Based within a well established department spanning several key areas, including social research, sociology, child protection, autism research and social policy, Criminology at Kent, hosts some of the world’s leading academics, whose specialist knowledge is widely recognised.
“We offer quite a distinct Criminology master’s, which covers the specific area of Cultural Criminology” explains Dr Balihar Sanghera, Director of Graduate Studies, “We have some of the leading researchers in this niche area in the department. Our other areas of expertise cover drugs and crime and many of our graduates go on to work in the legal justice system.”
Katinka van de Ven is a PhD candidate on the Erasmus Mundus Doctorate in Cultural and Global Criminology (DCGC) programme at Kent and is focusing her research on the way performance and image enhancing drugs (PIEDs) networks form and develop throughout Belgium and the Netherlands.
“I’d always been into sports and worked out a lot at the gym with my brother, who one day was offered these drugs and I was surprised, as I had only known about doping in relation to professional sports, so I became interested from then. There is a lot of research on consumption and use, but not so much on supply, so I’m focusing on the issue of trafficking as there is very little research on this key aspect of the culture and problem. In Belgium there is a zero tolerance policy and you can face a fine of 2000 Euros and be banned from all the gyms in the country, if caught using. Whereas in the Netherlands like everything, we’re free to use and do as we want.”

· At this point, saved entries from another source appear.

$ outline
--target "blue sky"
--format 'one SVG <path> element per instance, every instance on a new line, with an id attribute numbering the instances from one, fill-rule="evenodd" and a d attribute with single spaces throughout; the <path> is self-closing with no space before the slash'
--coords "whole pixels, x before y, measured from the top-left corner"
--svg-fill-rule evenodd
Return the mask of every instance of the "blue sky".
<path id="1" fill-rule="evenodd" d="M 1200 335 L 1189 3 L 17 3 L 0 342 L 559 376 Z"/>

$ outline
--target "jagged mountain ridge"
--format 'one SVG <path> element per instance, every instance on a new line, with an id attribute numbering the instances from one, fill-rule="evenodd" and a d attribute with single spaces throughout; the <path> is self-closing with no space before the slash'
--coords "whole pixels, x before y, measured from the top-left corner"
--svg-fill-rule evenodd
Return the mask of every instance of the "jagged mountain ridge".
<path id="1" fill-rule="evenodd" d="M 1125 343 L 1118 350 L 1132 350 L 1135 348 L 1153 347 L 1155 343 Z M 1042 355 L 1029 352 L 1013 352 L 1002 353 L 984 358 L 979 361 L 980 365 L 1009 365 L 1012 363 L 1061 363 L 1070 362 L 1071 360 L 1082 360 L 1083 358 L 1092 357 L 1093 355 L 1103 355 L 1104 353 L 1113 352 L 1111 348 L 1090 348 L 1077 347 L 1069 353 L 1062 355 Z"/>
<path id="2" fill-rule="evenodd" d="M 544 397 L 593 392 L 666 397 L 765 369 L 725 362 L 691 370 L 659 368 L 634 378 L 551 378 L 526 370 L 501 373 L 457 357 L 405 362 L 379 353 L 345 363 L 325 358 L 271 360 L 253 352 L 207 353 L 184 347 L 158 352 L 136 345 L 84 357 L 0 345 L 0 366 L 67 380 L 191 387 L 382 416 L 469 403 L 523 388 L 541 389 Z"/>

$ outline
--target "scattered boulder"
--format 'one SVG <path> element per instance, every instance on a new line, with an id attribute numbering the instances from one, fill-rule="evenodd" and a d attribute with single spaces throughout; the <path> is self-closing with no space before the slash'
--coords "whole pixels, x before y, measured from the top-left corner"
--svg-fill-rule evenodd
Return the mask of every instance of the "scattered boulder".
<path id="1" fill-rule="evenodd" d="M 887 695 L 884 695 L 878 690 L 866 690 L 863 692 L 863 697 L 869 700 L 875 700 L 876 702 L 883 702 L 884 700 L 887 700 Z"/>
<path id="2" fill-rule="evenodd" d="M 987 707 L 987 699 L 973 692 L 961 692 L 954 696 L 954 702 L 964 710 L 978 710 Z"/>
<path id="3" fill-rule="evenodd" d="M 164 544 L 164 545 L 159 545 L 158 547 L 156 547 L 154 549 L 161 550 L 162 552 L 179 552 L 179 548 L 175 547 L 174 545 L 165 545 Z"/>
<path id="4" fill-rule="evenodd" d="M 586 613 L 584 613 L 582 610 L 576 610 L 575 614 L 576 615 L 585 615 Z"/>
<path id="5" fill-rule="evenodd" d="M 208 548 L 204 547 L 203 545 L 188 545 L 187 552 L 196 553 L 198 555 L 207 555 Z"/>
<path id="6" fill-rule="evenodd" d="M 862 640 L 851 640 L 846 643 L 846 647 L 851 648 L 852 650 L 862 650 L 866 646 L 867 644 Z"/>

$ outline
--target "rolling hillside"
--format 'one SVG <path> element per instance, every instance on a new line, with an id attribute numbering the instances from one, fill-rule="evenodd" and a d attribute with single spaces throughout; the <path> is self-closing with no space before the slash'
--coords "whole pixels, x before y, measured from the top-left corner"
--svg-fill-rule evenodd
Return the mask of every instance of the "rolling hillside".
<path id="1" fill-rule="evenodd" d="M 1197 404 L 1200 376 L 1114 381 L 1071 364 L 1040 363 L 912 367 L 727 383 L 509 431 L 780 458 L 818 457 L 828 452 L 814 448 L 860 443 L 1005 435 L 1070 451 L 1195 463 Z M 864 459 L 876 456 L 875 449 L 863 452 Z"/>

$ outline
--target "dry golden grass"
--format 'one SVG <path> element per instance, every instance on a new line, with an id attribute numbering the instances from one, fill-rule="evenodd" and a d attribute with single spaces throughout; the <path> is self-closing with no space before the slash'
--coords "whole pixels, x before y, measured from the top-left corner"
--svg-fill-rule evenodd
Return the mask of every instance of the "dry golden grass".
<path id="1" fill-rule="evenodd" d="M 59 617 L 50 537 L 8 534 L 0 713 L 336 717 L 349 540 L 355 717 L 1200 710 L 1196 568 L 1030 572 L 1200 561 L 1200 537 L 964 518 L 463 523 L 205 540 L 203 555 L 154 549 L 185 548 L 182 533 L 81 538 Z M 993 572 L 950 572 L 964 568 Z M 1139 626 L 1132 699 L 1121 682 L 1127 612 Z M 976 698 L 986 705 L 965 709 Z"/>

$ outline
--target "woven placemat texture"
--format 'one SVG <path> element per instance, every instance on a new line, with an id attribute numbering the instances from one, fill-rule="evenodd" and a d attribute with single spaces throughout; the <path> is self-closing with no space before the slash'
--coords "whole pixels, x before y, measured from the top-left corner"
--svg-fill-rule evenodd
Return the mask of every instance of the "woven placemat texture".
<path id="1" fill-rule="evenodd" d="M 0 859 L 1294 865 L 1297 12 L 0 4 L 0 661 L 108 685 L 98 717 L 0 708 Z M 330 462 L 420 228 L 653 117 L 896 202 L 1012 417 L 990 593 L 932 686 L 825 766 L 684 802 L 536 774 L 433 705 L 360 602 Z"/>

“I chose Kent because it is very highly rated for Criminology and the prestige of the DCGC programme. The biggest challenge for me so far, has been fitting everything in: I did a lot of qualitative research, interviewing people, writing, going to bodybuilding competitions; now my data gathering is finished, I spend about 3 full days a week working on the thesis in addition to teaching and other commitments relating to my funding.”
Is postgraduate education is worth the money it increasingly demands?
Dr Sanghera explains that despite the rise in tuition fees for undergraduate courses and many masters’ programmes, Kent’s prices have remained low. “I do believe that a master’s is value for money, undergraduate fees are now very high, but our MA courses remain at just over £5,000. Students gain a competitive advantage over the thousands of students who now have a 2:1 degree.”
All programmes are designed to give students generic skills that enable them to compete in a a competitive, knowledge-based economy; skills such as planning, time management, team work, entrepreneurialism, leadership, IT and commercial awareness. Our graduates work in a range of roles across both the private and public sector including public policy, social policy and welfare, central and local government, journalism and media, crime and justice agencies, education and charities amongst other areas.
Owen Davis is as an MA student studying Methods of Social Research, something he needed to do before pursuing his PhD, during which he hopes to look at health inequalities across Europe and the rise of food bank use. He was referred to the MA course by his supervisor, in order to gain the knowledge and skills of research methods needed before beginning his PhD.
“Some of my colleagues were doing the course in preparation for market research roles, I had done a master’s, but it didn’t have enough substantive methodology in it. I’ve actually found this MA really helpful because it teaches you how to look at research in a critical and informed way, which is really important. I really enjoyed the course and haven’t had any problems with it. The dissertation has been quite challenging and there was module ‘developing critical skills’, which although I really enjoyed I found hard, as you had to approach research in a way I hadn’t done before. Throughout I have had the support of my lecturers and the postgraduate office which has been great.”
Life in the department
The department is rated as one of the top four for research in the UK. “With more than 14 master’s available and a large staff body, students can move around and experience the various expertise of multiple staff, resulting in a vibrant and diverse experience”, says Dr Sanghera. He also cites the flow of guest speakers in the department as a highlight for students, as these speakers usually encourage formal interaction and discussion, as well as informal discussion at the subsidised meal afterwards and often, he adds, in the pub as well!
One of his favourite aspects of working in the department is the environment that allows staff to develop and thrive: “As a member of staff you are constantly learning, people take an interest in your work and challenge you.”